PLSL : Comment la drogue circule-t-elle en prison ? Qui sont ceux qui l’amènent à l’intérieur ?
PLSL : Et les téléphones ?
PLSL : Qui sont ces personnes ? Citez nous des noms ?
Si d’emblée Peroomal Veeren a parlé d’un réseau Bangladais qui opère à Maurice, c’est le nombre d’appels effectués depuis la prison vers l’étranger qui a été plus choquant. Sam Lauthan, l’un des assesseurs, a révélé que le trafiquant a échangé des appels vers l’Allemagne à 57 reprises, 854 appels vers l’Afrique du Sud, 103 appels vers la Tanzanie mais il y a aussi des appels vers le Mozambique, la Namibie, la Bulgarie, la Thaïlande, l’Inde, le Kenya, entre autres.
Qu’en est-il de sa fortune ? Paul Lam Shang Leen lui a demandé le montant de sa fortune en argent. L’ex-juge cite même une somme de Rs 450 millions et un compte bancaire à Abu Dhabi. Peroomal Veeren a répondu ceci avec un sourire : « Possible ». Mais au fil des discussions, les chiffres changent.
Le président de la Commission évoque trois comptes mais le caïd estime sa fortune à environ Rs 650 millions. Paul Lam Shang Leen a buté sur des refus à ses requêtes pour obtenir des pistes. « Pourquoi devrai-je vous dire sur quel nom est mon argent ? » lâche-t-il avec le sourire, avant de conclure : « Vous avez la FIU et l’ICAC. Ils ont des équipements nécessaires. À eux de fouiller. »
Paul Lam Shang Leen : « Mo impe desi »
« Mo impe dési. Mo ti krwar ou pou donne plis esplikasyon ». C’est en ces termes que le président de la Commission, Paul Lam Shang Leen, s’est adressé à Peroomal Veeren, à la fin de l’audition. L’ancien juge n’a pas caché sa déception, après que Peroomal Veeren a évité les questions des membres de la commission, ou encore après avoir fourni des réponses qui, semble-t-il, n’ont pas convaincu les membres de la commission.

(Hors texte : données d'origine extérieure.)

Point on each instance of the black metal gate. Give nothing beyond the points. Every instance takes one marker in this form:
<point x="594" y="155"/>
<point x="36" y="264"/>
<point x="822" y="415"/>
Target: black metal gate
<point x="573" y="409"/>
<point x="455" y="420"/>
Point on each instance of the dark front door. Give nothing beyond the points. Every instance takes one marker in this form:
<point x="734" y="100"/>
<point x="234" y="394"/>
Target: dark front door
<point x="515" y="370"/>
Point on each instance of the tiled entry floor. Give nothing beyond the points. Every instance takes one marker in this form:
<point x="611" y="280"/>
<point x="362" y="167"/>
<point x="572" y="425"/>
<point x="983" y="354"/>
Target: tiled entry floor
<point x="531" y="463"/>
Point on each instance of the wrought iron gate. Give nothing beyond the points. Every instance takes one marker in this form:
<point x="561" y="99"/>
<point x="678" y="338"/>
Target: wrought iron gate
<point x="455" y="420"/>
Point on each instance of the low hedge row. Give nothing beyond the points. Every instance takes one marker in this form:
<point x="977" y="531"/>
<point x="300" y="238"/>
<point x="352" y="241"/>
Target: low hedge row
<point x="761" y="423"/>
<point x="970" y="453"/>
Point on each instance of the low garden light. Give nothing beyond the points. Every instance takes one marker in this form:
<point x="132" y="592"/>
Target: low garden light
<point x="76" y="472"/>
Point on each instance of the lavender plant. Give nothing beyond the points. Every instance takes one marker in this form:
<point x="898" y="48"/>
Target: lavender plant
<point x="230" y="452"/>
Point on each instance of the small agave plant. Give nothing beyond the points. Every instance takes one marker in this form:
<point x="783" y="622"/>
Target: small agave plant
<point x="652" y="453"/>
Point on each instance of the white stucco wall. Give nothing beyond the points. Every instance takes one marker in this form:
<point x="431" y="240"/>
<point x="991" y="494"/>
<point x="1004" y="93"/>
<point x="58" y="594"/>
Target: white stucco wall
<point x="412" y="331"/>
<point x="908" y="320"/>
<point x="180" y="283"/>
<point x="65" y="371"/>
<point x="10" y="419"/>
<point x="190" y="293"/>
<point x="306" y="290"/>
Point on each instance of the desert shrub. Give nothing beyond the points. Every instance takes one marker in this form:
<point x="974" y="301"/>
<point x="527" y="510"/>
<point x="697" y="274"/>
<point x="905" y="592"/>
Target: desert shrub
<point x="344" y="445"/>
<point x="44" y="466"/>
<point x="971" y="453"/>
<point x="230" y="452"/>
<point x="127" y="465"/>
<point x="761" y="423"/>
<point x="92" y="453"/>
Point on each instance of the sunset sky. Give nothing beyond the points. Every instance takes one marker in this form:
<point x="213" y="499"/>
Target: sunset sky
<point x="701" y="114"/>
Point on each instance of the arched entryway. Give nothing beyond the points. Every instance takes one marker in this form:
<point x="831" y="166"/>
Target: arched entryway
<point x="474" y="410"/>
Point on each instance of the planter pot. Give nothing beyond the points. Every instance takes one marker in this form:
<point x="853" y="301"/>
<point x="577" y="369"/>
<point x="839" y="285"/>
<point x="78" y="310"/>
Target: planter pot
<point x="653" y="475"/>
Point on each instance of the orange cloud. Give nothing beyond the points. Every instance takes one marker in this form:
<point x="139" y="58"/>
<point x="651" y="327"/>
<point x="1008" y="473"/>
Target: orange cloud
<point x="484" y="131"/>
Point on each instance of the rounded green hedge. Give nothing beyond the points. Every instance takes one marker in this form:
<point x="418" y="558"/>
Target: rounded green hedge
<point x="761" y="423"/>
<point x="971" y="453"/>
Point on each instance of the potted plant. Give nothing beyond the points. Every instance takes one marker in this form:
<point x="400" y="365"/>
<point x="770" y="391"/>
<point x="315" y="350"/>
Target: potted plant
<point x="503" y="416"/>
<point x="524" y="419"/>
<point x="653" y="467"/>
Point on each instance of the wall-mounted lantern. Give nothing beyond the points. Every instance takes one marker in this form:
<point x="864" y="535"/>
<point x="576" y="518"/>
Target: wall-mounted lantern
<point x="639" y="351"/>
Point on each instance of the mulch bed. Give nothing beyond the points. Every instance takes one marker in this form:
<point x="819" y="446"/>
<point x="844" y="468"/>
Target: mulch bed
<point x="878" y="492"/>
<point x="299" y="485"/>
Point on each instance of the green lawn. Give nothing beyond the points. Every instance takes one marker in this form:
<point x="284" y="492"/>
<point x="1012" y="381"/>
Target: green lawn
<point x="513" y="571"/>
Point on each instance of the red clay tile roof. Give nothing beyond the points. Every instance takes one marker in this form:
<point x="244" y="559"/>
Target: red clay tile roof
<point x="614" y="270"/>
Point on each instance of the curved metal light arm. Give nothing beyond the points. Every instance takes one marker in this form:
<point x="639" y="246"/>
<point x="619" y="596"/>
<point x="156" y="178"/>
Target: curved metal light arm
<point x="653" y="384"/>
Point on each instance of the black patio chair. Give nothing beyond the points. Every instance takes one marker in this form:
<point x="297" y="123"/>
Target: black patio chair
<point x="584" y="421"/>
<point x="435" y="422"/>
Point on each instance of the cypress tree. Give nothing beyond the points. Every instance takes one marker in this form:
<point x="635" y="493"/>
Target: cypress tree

Portant son traditionnel t-shirt jaune et son jean bleu à chaque fois qu’il comparaît devant la cour, Peroomal Veeren a suscité la curiosité de tout le monde. Menotté, il portait un gilet pare-balles et un casque de protection. Ayant pris place à l’intérieur de la salle d’audience, le caïd observait l’interieur minutieusement avant de regarder ceux qui étaient présents. À quelques minutes du début de la séance, il a demandé qu’on lui enlève ses menottes. Mais sa demande pour retirer son gilet pare balles a été vaine.
Prenant la parole dès le début, il étale sa connaissance de la langue de Shakespeare en prêtant serment. D’ailleurs, le président de la Commission d’enquête Paul Lam Shang Leen lui a fait des éloges. « J’ai eu l’occasion de lire votre carnet. Vous écrivez bien l’anglais. » Le trafiquant a donné à la Commission une liste de numéros de téléphone à décrypter. Il a balancé les noms de deux gardiens de prisons. Calme jusqu’à la fin, le parrain des parrains a souligné qu’il est souvent souffrant.